Up for the cup? Then Byrne's your man. Two years ago he scored in every round to take Sunderland to Wembley as a welcome relief from the struggle to stay in the then Second Division. Now the same pattern is beginning to emerge for the men at the Manor, who have already seen off Leeds and who look on Chelsea's visit tomorrow as a not insurmountable hurdle to the quarter-finals.
Certainly Byrne would not have hand-picked any other opponents, pointing to one of those sides he has enjoyed most success against over the years. He says he is 'very confident' despite last week's 4-0 thrashing at home to Charlton which dropped them to the bottom of the table. 'We outplayed them for half an hour and they are not far away from being a good side. Chelsea won't relish it on our slope - I never used to like coming to Oxford - and they know they are in for a tough time.'
Without their captain and chief influence, Jim Magilton, who no sooner had thumped home the extra-time winner against Leeds before he was packing his bags for Southampton, there is more responsibility than ever on Oxford's 33-year-old talisman.
'It definitely could be happening for me all over again because I scored in the third round against Tranmere and again at Elland Road in the replay. That was one of the most dramatic games I have ever played in, because after Leeds scored twice in the last two minutes to force extra time we looked to have gone. What happened at Sunderland was 'Roy of the Rovers' stuff, and I suppose it's what people will remember me for when I pack up.'
One more in the final against Liverpool would have installed Byrne alongside Peter Osgood as those who have scored in every round. 'I should have done so, as well,' he said recalling the fateful 13th minute, 'but I snatched at the ball as it came across and the chance had gone. After half-time we stopped playing and Liverpool finished easy winners.

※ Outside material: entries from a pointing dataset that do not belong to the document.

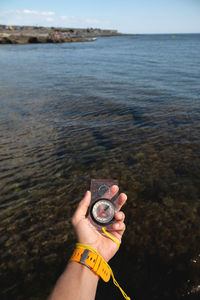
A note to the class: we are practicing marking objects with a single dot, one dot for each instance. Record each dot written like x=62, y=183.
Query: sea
x=125, y=108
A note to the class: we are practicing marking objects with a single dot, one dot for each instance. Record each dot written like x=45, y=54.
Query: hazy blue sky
x=129, y=16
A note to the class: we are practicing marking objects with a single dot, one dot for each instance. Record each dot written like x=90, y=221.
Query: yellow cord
x=83, y=246
x=111, y=237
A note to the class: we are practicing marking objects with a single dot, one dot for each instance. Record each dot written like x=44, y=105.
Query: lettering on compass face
x=103, y=211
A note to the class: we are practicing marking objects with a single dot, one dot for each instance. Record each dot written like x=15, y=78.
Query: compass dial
x=103, y=211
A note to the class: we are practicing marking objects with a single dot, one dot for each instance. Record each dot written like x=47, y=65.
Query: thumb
x=82, y=208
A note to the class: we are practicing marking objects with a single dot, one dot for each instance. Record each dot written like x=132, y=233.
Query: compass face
x=103, y=211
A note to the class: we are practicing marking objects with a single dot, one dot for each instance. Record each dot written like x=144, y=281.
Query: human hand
x=88, y=234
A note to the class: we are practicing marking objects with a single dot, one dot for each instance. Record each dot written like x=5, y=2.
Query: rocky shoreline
x=29, y=35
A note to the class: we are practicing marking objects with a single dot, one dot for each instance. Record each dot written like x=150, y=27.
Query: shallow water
x=119, y=108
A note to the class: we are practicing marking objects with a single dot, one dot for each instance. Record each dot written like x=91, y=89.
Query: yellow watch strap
x=92, y=261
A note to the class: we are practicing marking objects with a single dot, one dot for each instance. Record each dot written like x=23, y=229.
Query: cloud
x=36, y=12
x=48, y=18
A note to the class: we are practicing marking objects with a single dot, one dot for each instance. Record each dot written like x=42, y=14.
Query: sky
x=129, y=16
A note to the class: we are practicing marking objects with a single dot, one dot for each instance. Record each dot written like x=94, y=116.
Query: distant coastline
x=33, y=34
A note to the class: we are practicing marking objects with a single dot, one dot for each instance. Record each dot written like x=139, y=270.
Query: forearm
x=77, y=282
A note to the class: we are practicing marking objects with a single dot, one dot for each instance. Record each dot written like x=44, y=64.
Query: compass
x=102, y=211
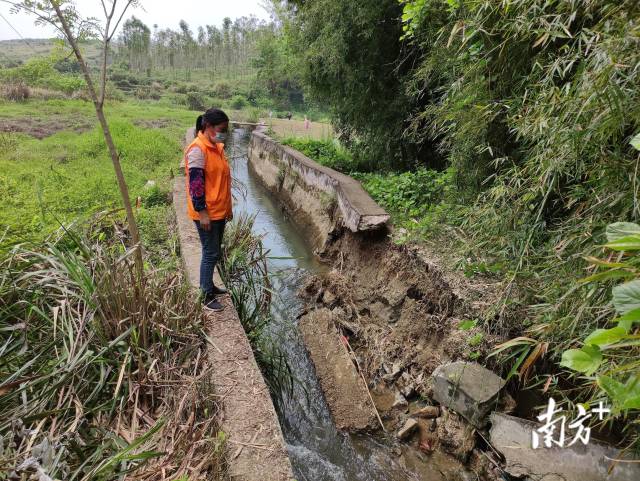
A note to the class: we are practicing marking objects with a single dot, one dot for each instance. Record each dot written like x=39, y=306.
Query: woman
x=209, y=199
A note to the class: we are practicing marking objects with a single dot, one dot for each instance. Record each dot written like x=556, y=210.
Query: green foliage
x=277, y=73
x=196, y=101
x=69, y=175
x=612, y=354
x=40, y=72
x=355, y=75
x=244, y=271
x=238, y=102
x=418, y=201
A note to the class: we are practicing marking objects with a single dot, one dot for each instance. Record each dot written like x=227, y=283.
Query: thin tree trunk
x=122, y=184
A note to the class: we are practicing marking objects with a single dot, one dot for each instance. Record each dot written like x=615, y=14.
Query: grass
x=244, y=271
x=295, y=129
x=100, y=373
x=68, y=175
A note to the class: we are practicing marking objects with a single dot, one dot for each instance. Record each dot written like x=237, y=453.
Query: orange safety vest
x=217, y=179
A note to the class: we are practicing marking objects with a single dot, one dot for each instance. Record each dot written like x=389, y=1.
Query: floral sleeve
x=195, y=163
x=196, y=188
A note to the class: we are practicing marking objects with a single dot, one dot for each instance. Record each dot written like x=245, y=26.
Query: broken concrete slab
x=467, y=388
x=455, y=435
x=427, y=412
x=343, y=388
x=592, y=462
x=410, y=427
x=399, y=401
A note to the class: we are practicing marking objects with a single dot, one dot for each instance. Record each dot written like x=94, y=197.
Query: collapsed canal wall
x=400, y=309
x=319, y=199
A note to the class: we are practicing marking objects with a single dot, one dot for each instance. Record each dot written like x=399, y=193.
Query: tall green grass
x=244, y=271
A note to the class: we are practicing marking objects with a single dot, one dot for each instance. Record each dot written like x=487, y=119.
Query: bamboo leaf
x=626, y=297
x=620, y=230
x=586, y=360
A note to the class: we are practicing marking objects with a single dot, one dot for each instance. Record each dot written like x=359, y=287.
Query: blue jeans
x=211, y=241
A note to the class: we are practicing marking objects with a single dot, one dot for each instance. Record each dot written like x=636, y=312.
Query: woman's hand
x=205, y=222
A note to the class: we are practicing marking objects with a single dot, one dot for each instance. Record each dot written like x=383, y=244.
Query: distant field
x=295, y=128
x=21, y=50
x=55, y=167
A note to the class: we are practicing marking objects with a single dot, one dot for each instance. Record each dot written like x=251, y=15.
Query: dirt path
x=255, y=445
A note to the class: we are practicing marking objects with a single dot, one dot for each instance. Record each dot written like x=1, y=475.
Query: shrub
x=196, y=101
x=222, y=90
x=238, y=102
x=325, y=152
x=17, y=92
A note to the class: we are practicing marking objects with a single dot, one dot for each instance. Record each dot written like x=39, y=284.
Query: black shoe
x=212, y=304
x=218, y=291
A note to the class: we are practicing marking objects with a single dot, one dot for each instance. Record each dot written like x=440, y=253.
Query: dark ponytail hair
x=211, y=117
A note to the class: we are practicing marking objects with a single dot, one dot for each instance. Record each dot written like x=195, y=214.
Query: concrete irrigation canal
x=337, y=282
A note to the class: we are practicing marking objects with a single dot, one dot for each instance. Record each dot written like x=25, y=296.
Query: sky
x=166, y=13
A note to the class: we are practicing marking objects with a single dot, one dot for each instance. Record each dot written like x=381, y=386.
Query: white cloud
x=164, y=13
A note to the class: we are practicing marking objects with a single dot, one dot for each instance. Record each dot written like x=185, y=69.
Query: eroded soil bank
x=400, y=314
x=406, y=328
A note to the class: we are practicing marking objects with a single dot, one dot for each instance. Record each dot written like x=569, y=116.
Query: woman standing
x=209, y=199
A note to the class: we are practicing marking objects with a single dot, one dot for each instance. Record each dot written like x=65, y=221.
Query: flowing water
x=318, y=451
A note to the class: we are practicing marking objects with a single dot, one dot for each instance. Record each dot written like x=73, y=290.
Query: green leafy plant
x=611, y=354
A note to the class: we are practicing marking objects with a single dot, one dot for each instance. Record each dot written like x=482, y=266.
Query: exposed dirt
x=40, y=128
x=402, y=313
x=343, y=387
x=155, y=123
x=398, y=309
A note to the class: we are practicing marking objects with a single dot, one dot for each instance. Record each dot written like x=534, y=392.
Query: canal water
x=318, y=451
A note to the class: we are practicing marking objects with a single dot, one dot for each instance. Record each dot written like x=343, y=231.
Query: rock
x=467, y=388
x=455, y=435
x=427, y=412
x=410, y=427
x=512, y=437
x=328, y=298
x=399, y=401
x=506, y=404
x=392, y=372
x=408, y=391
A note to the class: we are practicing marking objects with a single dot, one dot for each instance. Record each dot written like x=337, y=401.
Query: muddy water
x=318, y=451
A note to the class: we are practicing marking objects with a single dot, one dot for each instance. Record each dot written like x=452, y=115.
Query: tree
x=348, y=58
x=62, y=15
x=136, y=37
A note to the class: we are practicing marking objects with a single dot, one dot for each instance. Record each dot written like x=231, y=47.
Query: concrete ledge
x=358, y=210
x=256, y=449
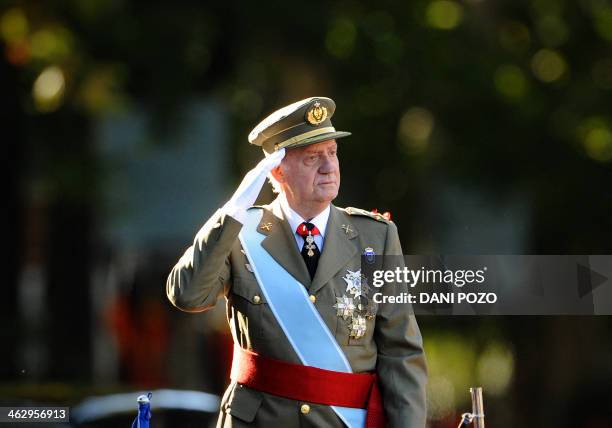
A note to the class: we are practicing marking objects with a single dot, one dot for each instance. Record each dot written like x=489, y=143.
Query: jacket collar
x=280, y=243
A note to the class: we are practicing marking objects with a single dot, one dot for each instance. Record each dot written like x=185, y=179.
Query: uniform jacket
x=216, y=266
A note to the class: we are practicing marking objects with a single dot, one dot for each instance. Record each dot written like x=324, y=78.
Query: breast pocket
x=356, y=323
x=248, y=299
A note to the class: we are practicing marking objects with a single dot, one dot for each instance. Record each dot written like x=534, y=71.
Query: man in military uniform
x=311, y=346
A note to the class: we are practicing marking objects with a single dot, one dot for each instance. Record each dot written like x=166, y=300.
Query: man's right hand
x=246, y=194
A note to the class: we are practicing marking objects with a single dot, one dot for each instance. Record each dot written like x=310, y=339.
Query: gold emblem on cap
x=316, y=114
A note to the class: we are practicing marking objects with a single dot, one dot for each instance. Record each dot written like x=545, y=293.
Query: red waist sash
x=311, y=384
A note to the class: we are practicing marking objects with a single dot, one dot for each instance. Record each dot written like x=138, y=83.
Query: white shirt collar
x=295, y=219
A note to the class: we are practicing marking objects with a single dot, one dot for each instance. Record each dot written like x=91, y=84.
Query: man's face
x=311, y=173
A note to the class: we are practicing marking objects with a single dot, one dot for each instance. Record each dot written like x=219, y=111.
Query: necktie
x=310, y=251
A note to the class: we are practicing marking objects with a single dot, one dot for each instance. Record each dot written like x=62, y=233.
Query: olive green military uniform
x=215, y=266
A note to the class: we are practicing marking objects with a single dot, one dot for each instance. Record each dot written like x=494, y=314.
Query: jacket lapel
x=280, y=243
x=337, y=249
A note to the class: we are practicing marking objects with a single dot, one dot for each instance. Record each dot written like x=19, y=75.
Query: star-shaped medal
x=345, y=306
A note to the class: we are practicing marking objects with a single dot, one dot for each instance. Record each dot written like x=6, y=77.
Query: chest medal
x=355, y=307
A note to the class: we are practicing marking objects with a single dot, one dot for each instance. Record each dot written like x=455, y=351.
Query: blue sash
x=287, y=298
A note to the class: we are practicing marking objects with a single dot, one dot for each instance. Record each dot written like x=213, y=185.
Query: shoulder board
x=359, y=211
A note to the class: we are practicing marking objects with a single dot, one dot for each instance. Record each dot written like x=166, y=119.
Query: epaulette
x=359, y=211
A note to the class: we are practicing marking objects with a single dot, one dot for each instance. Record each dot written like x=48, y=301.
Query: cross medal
x=310, y=246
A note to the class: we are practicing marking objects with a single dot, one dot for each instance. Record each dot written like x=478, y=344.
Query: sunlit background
x=484, y=127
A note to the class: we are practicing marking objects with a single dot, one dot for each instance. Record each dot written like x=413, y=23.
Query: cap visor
x=319, y=138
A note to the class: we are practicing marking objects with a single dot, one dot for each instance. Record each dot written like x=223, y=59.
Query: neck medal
x=310, y=246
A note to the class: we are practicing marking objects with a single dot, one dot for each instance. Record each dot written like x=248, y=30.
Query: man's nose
x=327, y=165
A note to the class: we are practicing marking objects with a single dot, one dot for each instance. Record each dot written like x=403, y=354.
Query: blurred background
x=484, y=127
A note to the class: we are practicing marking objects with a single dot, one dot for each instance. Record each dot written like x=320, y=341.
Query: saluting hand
x=246, y=194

'As nice as it is to play at Wembley, it's a huge disappointment to go there and lose. You can see the cup yet you know you can't get your hands on it.' Wembley woe was not a novel experience, for before that there were defeats in the 1986 Milk Cup final (for QPR against Oxford), the 1991 Second Division play-off final with Brighton and for the Republic of Ireland against England in 1985.
Four bad memories and all hard to take. 'It's actually five because I went to Wembley in the summer to see U2, and had an awful view about 300 miles from the stage]'
After Sunderland Byrne was delighted to return south, where he had enjoyed 'my happiest spell in the game' at Brighton, and to Millwall, where he linked up with his Republic of Ireland team-mate, Mick McCarthy. The old pals' act did not work out and after 14 games with just one goal, 'an insufficient time to impress', it was back to the Goldstone Ground on loan at the end of last season.
With a house in nearby Shoreham and the family looking on Brighton as home, Byrne would have been happy to stay - if they could have afforded him. That not being so, it was his good fortune that Denis Smith had just taken over at Oxford and, armed with a share of the fee that took old boy Mark Stein to Chelsea from Stoke, was eager to renew their partnership one more time.
'Denis took me to Sunderland and if it had not been for him my career might have never have got going in the first place. When he came to York I wasn't in the team and there was talk of me going on a free to Scunthorpe or Rochdale, you know, those glamour places.
'Denis came across me training on my own and asked what I was doing, because he thought I showed more skill than anyone else in the club. 'He's on the way out,' the trainer said. 'For one thing he suffers from hay fever and is allergic to grass'.'
Considering the handicap which could be fatal for a footballing career, Byrne has done quite well on the green stuff and hopes to play on as long as is possible.